F.T. – Bien. Alors votre dernier roman, Métaphysique du mobile-home, raconte la lente descente aux enfers d’un trader, Michel Destouches. Le roman s’ouvre sur une longue analyse de l’univers de la finance internationale. Je vous cite : « Dans le premier quart du xxie siècle, le développement de nouvelles technologies de trading gonfla de manière exponentielle les bulles financières. Le développement du trading hyperfréquence par algorithmes descendit la vitesse des transactions à moins de 113 microsecondes et provoqua des flash krachs où s’engloutirent des centaines de milliards de dollars. L’économie devint une séquence ininterrompue d’opérations robotisées qui s’affranchirent définitivement de la réalité. La catastrophe se dématérialisa. » Au début du roman, Michel Destouches mène grand train, le succès le grise, il dépense des fortunes en fêtes somptueuses. On y rencontre le tout-Paris. Au fil des pages, on croise Jean-Pierre Pernaut, Bernard-Henri Lévy, Brigitte Macron, Jean-Pierre Foucault, Pascal Fioretto, Céline Dion, Alain Finkielkraut, Line Renaud, Cyril Hanouna, Félix Libris…

Michel Klouelbecq – J’aime bien Cyril Hanouna. C’est un esthète contrarié.

F.T. – Michel Destouches se lance dans une spéculation risquée et perd quarante milliards de dollars dans un flash krach. C’est à ce moment qu’intervient une crise de conscience…

Michel Klouelbecq – Oui. Ça se produit pendant qu’il se fait sucer…

F.T. – Durant une fellation…

Michel Klouelbecq – Durant une pipe, c’est ça. Michel est un véritable érudit : il possède la plus grande collection au monde de films pornos, y compris des cassettes vidéo. C’est un connaisseur raffiné, il aime se passer des chefs-d’œuvre de l’art du cul pendant qu’il se fait pomper le nœud. Son matériel préféré est un JVC BR-S811 E, un vrai matériel de pro. Dans cette scène, il regarde Coupe-toi les ongles et passe-moi le beurre, de Michel Baudricourt, un véritable incunable du film porno, sorti en 1984, avec Karine Gambier, qui est une actrice très fine, très sensitive.

F.T. – Et là, c’est l’illumination.

Michel Klouelbecq – Sous ses apparences scintillantes, Michel est le mâle hétérosexuel blanc standard, c’est-à-dire le terminus de l’évolution. Le produit d’un monde occidental épuisé. L’argent et les femmes lui servent à masquer son désespoir. Tout à coup, il comprend qu’il doit changer de vie. Il a trente-cinq ans déjà. La vieillesse et la déchéance ne vont pas tarder. Il perd ses cheveux et ses dents, sa peau se relâche, ses érections se raréfient.

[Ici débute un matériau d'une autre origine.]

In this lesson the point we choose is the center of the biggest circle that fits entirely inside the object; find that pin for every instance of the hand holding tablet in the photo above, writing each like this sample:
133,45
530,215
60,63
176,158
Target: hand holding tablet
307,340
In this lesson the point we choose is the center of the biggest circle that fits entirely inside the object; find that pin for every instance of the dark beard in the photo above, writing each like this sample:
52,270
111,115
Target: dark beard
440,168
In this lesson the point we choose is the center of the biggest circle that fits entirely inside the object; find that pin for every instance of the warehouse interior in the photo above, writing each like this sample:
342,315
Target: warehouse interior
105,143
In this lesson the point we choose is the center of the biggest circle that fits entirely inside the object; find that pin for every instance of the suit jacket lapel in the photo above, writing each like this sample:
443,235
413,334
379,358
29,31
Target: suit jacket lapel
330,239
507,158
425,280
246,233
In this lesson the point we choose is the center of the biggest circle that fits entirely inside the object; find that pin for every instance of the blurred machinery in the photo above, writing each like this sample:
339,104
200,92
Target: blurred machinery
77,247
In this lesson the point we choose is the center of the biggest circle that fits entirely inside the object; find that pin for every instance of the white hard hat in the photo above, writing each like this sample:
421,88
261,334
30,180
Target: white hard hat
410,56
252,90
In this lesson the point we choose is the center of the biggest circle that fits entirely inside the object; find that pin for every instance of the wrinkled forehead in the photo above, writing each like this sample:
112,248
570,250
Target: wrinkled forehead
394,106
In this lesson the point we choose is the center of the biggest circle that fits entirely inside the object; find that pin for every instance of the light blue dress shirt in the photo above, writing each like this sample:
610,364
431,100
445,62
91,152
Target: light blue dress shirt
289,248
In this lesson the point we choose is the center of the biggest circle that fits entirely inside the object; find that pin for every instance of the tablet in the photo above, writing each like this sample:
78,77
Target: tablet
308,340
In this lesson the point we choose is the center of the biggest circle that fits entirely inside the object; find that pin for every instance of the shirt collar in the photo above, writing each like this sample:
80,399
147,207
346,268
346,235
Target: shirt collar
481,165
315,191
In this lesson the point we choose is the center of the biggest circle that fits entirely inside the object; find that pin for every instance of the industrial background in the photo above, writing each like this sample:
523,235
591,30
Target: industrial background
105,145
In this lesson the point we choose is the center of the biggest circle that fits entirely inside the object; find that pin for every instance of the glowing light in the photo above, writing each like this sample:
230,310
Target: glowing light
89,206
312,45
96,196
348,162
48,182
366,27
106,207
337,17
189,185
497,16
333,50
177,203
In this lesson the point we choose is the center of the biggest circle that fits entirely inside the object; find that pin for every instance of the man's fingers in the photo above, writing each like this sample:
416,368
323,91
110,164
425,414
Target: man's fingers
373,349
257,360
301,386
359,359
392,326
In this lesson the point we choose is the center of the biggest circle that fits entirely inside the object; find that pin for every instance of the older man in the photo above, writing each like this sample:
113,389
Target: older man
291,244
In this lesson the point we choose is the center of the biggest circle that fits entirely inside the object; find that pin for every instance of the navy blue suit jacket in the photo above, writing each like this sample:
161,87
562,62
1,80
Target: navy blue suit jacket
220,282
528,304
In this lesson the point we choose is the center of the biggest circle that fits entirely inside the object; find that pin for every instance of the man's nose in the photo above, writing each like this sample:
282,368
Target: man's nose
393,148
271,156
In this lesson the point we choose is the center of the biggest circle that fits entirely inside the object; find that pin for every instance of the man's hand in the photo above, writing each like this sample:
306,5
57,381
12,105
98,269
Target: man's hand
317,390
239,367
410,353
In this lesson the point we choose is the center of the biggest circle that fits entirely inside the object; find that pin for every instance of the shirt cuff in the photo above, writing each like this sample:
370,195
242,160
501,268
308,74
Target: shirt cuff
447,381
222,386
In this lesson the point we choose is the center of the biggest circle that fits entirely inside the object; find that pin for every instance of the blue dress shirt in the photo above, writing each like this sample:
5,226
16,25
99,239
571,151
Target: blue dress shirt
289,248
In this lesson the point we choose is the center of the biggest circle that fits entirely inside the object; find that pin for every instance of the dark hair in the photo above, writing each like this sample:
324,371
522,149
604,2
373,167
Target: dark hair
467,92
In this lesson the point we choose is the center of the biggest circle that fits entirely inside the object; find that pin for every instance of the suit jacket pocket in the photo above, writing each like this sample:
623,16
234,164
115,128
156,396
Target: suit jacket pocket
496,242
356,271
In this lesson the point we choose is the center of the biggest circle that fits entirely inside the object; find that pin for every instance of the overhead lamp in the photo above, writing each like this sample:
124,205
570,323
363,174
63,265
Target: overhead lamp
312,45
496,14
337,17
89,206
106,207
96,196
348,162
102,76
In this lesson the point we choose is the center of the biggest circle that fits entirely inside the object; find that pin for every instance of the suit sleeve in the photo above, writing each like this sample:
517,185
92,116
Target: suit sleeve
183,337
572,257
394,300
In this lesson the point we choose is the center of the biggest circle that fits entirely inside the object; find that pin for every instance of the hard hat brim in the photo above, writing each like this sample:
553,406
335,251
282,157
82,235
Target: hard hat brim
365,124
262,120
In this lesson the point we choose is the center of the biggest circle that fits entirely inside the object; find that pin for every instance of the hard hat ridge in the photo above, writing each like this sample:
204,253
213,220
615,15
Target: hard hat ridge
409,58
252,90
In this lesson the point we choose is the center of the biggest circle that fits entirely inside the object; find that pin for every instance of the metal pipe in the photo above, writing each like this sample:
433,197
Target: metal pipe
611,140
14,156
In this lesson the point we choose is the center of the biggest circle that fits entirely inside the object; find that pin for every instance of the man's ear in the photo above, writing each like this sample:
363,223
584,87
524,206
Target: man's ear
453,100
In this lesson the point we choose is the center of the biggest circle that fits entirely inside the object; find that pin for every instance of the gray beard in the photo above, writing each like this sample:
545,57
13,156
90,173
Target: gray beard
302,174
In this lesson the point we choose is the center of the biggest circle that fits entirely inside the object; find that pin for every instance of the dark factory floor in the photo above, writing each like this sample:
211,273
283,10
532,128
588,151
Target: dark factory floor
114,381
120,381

F.T. – Au début, il hésite entre se suicider et prendre un chien.

Michel Klouelbecq – Il y a deux remèdes possibles au suicide. Je recommande le golden retriever, qui est un chien très affectueux. Si ça ne marche pas, des stations prolongées au rayon laitage de Carrefour.

F.T. – Comment ça ?

Klouelbecq – Ils ont un choix de yaourts incroyable. Vous avez déjà essayé les Petits Filous ?

F.T. – Ah non, je…

Michel Klouelbecq – Et les Paniers de fruits Yoplait… Il y a autant de nuances de saveurs dans les Paniers de fruits que dans une phrase de Proust.

F.T. – Je comprends.

Michel Klouelbecq – Et là, vous vous rendez compte que vous pourriez passer toute une vie à tester tous les produits laitiers existants. C’est inépuisable. On ne met pas assez en avant le laitage dans la prévention du suicide.

F.T. – Quoi qu’il en soit, Michel Destouches n’opte pas pour le chien. Il décide de tout abandonner et de quitter Paris. Il échoue d’abord dans une sorte de secte New Age dans le Gard…

Michel Klouelbecq – Oui. Ce sont des lieux intéressants. Ça grouille d’anciennes chercheuses au CNRS ou de business women qui cherchent à se ressourcer. Alors elles mangent des graines, elles font de la méditation, elles se baladent à poil dans la forêt. Il y en a de bien conservées, même si à leur âge, évidemment, elles ont les seins aux genoux. Et elles ont très envie de sexe. C’est normal, elles ont passé leur vie à travailler, elles comprennent tout à coup que c’est leur dernière chance de trouver un peu de plaisir avant la mort. Elles sont prêtes à tout pour ça.

F.T. – C’est l’occasion de nouvelles scènes d’amour…

Michel Klouelbecq – Les femmes désespérées font souvent bien les pipes, vous avez remarqué ?

F.T. – Eh bien je…

Michel Klouelbecq – C’est ce qui les rend si touchantes. En plus, elles ont souvent perdu leurs dents, alors de ce point de vue, c’est déjà une garantie de qualité…

Christine Ragot – Ah non, je ne peux pas entendre ça, ça je ne peux pas l’entendre, je ne peux pas, je préfère claquer la porte…

F.T. – Christine Ragot ? Mais… Vous étiez revenue ?…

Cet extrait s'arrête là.